Out of all 9000+ rows, only two values exist: zero and one. Sometimes, a boolean value is stored as integers. If this is the case, the standard translation is `0 == False` and `1== True`. We could have python convert the values of this column to an actual boolean type, but that would be an unnecessary extra step. We can simply use `df.tsunami == 1` to find all the rows where a tsunami was also triggered by the earthquake. 

To use both filters, there are a couple different ways of managing this. The simplist would be to use the method `loc`. This method allows us to select a subset of columns and combine the filters together using simple and/or operators. For this problem, you could execute the following

In [None]:
df.loc[ 
    (df.parsed_place == "Indonesia") & (df.tsunami == 1),
    ["parsed_place", "is_in_ring_of_fire"]
]

_Note: `loc` can also be used to select specific row numbers if that is known. This will work based on the index of the row, not the position in the dataframe. Read [this StackOverflow question](https://stackoverflow.com/questions/31593201/how-are-iloc-and-loc-different) for a more detailed explanation, along with a comparison of another method `iloc`._

### Summary Statistics

One main point of using large datasets is for calculating statistical values, such as averages and spread. Methods to compute these values are build directly into the `DataFrame` and `Series` classes. They can be accessed by calling the appropriate methods. Doing so returns a series of the 

In [None]:
print("Count non-empty:")
print(df.count(), end="\n----------------------------------\n\n")
print("Mean:")
print(df.mean(), end="\n----------------------------------\n\n")
print("Standard Deviation:")
print(df.std(), end="\n----------------------------------\n\n")
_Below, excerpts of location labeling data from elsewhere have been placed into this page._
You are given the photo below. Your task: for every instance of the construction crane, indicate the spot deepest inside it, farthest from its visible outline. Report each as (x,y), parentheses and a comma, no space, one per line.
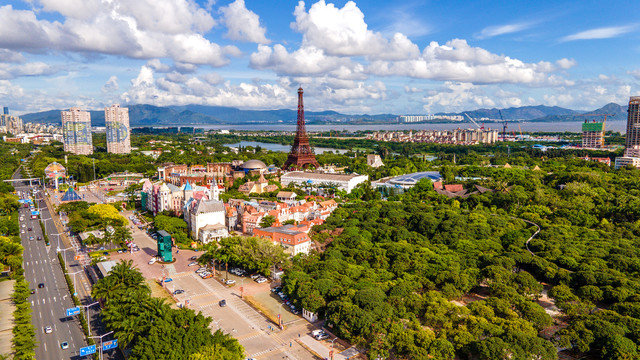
(504,126)
(474,122)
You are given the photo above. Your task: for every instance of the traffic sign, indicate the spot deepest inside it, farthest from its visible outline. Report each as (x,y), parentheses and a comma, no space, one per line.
(73,311)
(88,350)
(111,344)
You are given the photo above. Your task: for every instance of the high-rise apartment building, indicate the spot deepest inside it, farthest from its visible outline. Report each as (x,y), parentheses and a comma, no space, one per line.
(76,130)
(632,142)
(632,139)
(118,132)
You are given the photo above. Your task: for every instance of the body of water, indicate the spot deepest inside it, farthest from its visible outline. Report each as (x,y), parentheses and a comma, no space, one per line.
(282,148)
(564,126)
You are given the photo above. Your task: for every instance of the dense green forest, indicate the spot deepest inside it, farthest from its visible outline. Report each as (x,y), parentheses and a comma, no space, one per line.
(423,275)
(150,329)
(23,341)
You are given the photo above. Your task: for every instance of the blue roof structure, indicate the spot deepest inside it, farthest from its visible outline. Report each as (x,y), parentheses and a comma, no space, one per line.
(71,195)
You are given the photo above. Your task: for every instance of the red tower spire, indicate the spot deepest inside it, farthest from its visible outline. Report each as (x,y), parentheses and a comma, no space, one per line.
(301,154)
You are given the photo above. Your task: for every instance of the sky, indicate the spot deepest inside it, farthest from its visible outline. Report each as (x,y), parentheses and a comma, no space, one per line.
(366,57)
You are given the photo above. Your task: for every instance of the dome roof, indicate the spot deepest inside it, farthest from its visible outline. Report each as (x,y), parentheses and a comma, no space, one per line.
(254,164)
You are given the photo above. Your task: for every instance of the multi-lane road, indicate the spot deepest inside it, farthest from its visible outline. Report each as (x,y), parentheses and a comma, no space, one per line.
(49,302)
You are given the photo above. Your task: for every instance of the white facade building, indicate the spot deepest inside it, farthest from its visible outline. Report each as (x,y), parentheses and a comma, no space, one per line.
(321,180)
(202,213)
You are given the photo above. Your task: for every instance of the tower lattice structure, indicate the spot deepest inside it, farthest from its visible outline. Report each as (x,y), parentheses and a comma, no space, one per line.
(301,155)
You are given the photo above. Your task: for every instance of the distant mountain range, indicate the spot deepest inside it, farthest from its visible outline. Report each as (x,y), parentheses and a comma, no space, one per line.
(149,115)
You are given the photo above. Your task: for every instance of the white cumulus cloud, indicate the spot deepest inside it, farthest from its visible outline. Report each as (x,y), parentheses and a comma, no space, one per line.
(243,24)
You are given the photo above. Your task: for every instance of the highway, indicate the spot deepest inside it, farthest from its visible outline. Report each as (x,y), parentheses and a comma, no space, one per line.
(50,302)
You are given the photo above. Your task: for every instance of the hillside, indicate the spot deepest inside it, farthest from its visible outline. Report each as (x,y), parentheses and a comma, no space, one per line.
(149,115)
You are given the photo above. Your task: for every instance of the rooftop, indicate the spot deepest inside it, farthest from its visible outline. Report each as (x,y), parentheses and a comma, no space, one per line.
(412,179)
(319,176)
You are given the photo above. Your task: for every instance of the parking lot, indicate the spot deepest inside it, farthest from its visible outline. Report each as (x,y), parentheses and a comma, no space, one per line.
(253,330)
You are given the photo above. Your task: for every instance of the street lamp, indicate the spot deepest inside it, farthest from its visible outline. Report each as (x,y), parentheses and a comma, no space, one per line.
(64,251)
(101,336)
(88,318)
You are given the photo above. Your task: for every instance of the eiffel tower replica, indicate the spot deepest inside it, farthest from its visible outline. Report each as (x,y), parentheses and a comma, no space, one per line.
(301,155)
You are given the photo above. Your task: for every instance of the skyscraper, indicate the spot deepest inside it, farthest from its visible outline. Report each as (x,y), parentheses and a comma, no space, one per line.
(117,122)
(632,142)
(76,130)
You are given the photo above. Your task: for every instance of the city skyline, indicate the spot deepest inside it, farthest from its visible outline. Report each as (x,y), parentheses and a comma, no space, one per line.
(351,57)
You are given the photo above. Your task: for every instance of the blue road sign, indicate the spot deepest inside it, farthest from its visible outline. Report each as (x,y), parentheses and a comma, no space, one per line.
(111,344)
(73,311)
(88,350)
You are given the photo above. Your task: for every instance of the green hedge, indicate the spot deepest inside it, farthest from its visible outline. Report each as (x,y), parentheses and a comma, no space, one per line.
(24,336)
(44,233)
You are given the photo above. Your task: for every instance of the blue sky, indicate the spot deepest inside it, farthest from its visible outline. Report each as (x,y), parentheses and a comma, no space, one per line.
(401,57)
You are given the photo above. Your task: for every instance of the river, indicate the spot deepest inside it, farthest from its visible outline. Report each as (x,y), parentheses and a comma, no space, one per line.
(283,148)
(563,126)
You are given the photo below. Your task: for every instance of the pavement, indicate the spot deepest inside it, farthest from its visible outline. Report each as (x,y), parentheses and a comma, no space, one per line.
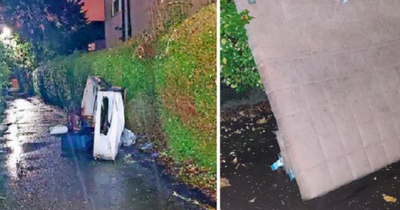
(37,175)
(249,147)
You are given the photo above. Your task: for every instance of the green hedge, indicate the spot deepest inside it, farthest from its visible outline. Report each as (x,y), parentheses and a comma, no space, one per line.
(176,89)
(238,69)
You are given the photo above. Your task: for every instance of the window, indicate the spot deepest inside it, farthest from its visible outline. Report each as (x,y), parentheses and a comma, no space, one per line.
(116,7)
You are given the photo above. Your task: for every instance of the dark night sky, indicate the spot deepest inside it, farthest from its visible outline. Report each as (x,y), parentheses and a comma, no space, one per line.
(95,9)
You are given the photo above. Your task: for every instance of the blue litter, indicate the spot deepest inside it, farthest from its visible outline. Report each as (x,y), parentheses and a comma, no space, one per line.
(291,175)
(277,164)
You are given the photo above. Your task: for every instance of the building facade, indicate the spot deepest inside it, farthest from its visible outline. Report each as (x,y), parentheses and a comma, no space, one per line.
(127,18)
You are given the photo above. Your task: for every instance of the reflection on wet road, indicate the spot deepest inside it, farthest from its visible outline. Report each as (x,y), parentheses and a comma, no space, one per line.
(35,175)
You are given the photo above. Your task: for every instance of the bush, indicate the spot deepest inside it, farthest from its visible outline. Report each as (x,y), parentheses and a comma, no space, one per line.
(177,87)
(186,87)
(238,69)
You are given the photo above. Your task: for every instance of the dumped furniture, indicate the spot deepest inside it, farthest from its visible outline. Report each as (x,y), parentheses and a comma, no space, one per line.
(103,108)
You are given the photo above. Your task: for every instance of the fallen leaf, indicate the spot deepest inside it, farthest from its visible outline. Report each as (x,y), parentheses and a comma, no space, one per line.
(390,199)
(262,121)
(224,182)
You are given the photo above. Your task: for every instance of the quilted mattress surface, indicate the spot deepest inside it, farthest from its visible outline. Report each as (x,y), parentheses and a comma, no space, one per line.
(331,71)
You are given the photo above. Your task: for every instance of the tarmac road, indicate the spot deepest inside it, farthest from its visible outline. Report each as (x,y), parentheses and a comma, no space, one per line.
(248,150)
(35,175)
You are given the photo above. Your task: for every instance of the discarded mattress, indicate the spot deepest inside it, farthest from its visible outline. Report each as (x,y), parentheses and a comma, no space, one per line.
(332,74)
(103,106)
(110,123)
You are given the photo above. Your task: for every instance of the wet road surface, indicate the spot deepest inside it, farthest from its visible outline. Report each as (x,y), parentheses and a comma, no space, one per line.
(249,147)
(36,175)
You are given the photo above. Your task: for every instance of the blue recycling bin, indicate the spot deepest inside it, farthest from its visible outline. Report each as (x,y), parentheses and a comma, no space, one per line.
(77,142)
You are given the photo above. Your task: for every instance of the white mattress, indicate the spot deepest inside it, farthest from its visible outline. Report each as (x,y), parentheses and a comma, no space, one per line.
(332,73)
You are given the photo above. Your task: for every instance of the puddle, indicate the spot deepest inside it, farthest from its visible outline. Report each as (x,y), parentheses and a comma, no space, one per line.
(38,175)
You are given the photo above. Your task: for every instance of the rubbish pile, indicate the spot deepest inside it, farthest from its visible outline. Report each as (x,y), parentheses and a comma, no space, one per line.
(99,125)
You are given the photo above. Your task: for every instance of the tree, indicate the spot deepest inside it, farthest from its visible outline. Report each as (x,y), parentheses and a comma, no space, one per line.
(54,27)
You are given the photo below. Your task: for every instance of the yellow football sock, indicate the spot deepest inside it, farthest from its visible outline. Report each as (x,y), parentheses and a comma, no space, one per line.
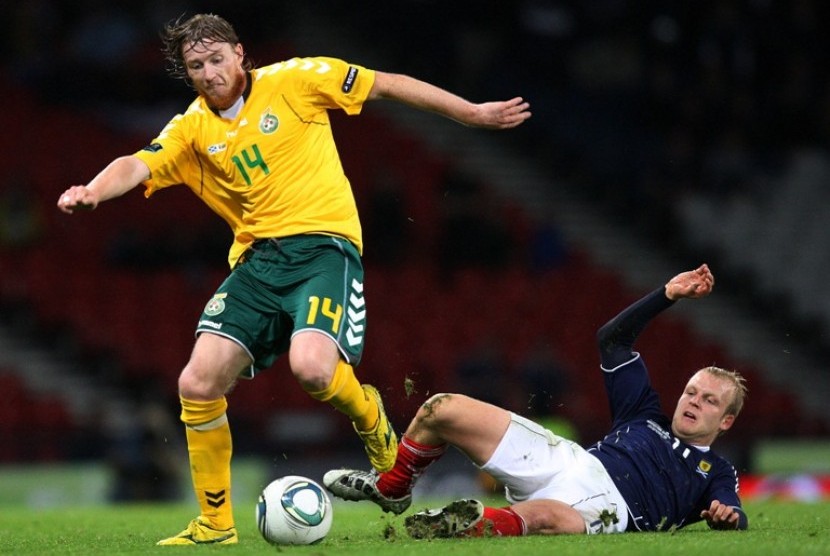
(345,394)
(210,447)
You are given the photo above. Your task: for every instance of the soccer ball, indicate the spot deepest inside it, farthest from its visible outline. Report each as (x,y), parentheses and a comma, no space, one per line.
(294,510)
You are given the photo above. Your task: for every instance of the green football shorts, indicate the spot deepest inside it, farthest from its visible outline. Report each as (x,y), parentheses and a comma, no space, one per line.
(287,285)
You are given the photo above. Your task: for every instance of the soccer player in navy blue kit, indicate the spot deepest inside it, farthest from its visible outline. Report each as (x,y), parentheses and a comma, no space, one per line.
(650,473)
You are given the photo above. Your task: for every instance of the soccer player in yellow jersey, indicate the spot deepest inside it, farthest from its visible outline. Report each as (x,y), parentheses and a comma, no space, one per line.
(256,147)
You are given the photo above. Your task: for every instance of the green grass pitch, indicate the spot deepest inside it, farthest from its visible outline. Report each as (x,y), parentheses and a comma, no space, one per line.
(776,527)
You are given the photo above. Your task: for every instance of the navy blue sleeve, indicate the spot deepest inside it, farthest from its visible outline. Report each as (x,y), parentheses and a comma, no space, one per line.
(616,337)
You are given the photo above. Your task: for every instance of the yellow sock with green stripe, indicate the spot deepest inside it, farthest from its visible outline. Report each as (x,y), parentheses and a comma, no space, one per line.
(210,447)
(346,395)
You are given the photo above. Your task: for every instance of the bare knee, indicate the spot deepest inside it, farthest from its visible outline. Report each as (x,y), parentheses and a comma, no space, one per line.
(200,384)
(311,372)
(434,412)
(313,358)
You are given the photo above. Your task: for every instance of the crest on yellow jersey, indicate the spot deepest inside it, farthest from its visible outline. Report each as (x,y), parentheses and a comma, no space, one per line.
(268,122)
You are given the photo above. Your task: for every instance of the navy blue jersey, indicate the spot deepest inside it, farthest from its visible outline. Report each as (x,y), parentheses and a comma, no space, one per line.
(665,482)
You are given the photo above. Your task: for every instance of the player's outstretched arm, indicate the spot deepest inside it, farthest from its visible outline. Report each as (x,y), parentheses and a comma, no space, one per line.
(424,96)
(691,284)
(120,176)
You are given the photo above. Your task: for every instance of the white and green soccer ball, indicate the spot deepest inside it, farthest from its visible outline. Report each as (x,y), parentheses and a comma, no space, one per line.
(294,510)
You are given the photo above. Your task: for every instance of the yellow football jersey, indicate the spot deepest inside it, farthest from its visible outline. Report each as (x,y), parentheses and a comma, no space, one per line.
(273,170)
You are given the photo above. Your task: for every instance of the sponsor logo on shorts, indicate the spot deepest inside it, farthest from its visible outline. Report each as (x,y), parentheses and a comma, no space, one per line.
(357,314)
(216,305)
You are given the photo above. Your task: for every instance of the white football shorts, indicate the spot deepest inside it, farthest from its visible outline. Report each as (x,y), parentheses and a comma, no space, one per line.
(534,463)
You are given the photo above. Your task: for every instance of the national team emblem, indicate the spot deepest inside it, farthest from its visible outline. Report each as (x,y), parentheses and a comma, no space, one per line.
(703,468)
(216,305)
(268,123)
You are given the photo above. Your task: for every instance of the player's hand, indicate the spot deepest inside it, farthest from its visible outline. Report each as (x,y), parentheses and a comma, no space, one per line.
(721,516)
(691,284)
(77,197)
(501,115)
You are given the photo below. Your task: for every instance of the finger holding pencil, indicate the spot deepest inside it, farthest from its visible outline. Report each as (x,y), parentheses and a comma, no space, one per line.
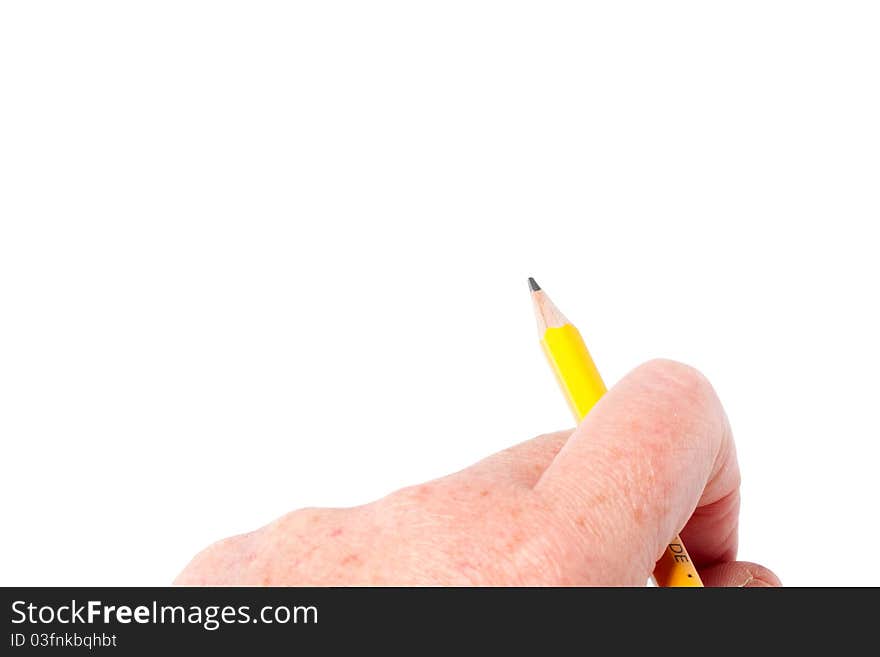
(582,386)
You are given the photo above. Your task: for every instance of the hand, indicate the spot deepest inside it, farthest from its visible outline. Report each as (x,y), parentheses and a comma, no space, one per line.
(593,506)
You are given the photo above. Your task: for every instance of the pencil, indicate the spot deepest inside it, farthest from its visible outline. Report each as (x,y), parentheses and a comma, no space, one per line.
(583,387)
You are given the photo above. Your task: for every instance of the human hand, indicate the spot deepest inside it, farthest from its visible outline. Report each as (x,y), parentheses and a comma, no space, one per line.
(593,506)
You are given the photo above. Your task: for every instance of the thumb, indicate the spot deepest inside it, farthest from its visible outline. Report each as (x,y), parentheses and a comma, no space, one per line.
(655,448)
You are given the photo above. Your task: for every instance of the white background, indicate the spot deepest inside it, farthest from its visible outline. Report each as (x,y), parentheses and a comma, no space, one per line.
(260,256)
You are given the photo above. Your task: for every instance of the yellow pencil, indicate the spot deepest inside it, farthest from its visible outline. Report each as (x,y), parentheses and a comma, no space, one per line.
(582,386)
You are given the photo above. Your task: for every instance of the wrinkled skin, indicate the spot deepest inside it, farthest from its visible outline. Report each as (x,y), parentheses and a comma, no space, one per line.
(593,506)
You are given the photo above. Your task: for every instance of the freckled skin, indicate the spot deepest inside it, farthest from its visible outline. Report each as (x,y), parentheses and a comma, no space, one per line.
(591,507)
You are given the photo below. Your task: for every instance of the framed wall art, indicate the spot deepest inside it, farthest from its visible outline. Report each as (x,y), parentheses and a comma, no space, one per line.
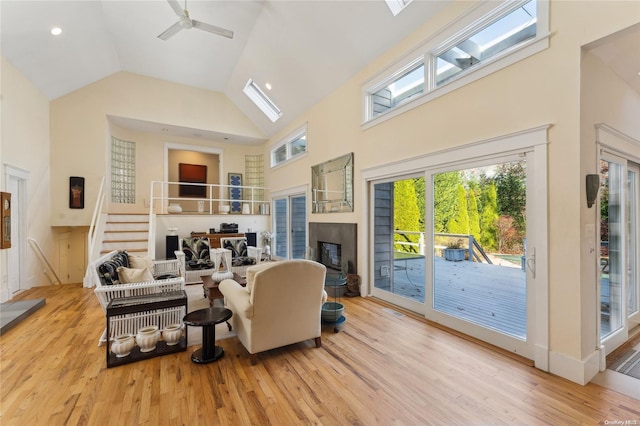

The above are warning coming from Pandas, letting us know that the current syntax that we are using will soon be deprecated. The following table shows some of the more common methods that you might use on a table or series to gather some high level information about the data. 

| Method | Description | Data types |
| - | - | - |
| `count()` | The number of non-null observations | Any |
| `nunique()` | The number of unique values | Any |
| `sum()` | The toal of the values | Numeric or Boolean | 
| `mean()` | The average of the values | Numerical or Boolean | 
| `meadian()` | The median of the values | Numerical | 
| `min()` | The minimum of the Values | Numerical | 
| `idxmin()` | The index where the minimum value occurs | Numerical | 
| `max()` | The maximum of the values | Numerical | 
| `idxmax()` | The index where the maximum value occurs | Numerical | 
| `abs()` | The absolute value of the values | Numerical | 
| `std()` | The standard deviation | Numerical | 
| `var()` | The variance | Numerical | 
| `cov()` | The covariance between two `Series`, or a covariance matrix for all column combinations in a DataFrame | Numerical |
| `corr()` | The correlation between two `Series`, or a correlation matrix for all column combinations in a `DataFrame` | Numerical | 
| `quantril()` | Gets a specific quantrile | Numerical | 
| `cumsum()` | The cumulative sum | Numerical or Boolean | 
| `cummin()` | The cumulative minimum | Numerical | 
| `cummax()` | The cumulative maximum | Numerical |

A handful of these values can be calculated and displayed all at once by just the `discribe` method.

In [None]:
df.describe()

This provides some of the most common values that used in statistial analysis.